Enter your answer in the box.
Answers
GPT-4o mini
To find the length of the rectangular prism, we can use the volume formula for a rectangular prism:
\[
\text{Volume} = \text{Height} \times \text{Width} \times \text{Length}
\]
We know the volume (104 cubic inches), height (2 inches), and width (4 inches). We can rearrange the formula to solve for the length:
\[
\text{Length} = \frac{\text{Volume}}{\text{Height} \times \text{Width}}
\]
Now, substitute the values:
\[
\text{Length} = \frac{104}{2 \times 4}
\]
Calculating the denominator:
\[
2 \times 4 = 8
\]
Now substitute back into the equation:
\[
\text{Length} = \frac{104}{8} = 13
\]
Thus, the length of the prism is \( \boxed{13} \) inches.
\[
\text{Volume} = \text{Height} \times \text{Width} \times \text{Length}
\]
We know the volume (104 cubic inches), height (2 inches), and width (4 inches).
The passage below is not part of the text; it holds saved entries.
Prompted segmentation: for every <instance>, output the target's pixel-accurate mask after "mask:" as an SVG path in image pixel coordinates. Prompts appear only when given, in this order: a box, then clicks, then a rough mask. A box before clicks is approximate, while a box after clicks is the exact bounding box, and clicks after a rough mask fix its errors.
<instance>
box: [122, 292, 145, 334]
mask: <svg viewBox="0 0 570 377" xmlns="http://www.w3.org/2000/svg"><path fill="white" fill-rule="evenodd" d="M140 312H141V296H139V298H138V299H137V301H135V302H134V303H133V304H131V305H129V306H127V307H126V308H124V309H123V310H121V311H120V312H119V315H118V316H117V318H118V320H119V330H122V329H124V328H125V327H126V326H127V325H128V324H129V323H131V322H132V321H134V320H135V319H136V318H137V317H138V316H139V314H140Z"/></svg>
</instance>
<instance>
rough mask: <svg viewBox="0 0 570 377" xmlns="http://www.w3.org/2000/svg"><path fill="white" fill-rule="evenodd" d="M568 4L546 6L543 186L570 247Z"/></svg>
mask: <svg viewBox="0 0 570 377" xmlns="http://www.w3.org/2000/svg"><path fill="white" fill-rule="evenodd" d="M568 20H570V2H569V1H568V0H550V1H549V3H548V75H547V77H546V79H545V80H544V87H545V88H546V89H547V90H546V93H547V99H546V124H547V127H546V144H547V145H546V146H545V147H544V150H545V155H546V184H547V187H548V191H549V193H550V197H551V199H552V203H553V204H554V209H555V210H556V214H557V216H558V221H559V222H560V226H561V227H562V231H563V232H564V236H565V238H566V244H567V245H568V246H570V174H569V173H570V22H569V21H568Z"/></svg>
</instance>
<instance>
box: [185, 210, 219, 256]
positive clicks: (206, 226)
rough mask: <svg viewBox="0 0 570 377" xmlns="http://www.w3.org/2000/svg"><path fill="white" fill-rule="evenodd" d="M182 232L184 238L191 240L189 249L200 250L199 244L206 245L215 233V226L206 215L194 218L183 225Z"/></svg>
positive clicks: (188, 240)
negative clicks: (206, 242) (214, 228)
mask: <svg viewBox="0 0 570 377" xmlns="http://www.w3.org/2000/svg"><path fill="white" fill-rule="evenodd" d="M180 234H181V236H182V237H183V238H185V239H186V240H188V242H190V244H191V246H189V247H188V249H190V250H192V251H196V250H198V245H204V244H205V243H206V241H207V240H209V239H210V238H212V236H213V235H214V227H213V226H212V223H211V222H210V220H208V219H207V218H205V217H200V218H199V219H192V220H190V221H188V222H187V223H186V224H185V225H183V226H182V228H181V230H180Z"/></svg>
We can rearrange the formula to solve for the length:
\[
\text{Length} = \frac{\text{Volume}}{\text{Height} \times \text{Width}}
\]
Now, substitute the values:
\[
\text{Length} = \frac{104}{2 \times 4}
\]
Calculating the denominator:
\[
2 \times 4 = 8
\]
Now substitute back into the equation:
\[
\text{Length} = \frac{104}{8} = 13
\]
Thus, the length of the prism is \( \boxed{13} \) inches.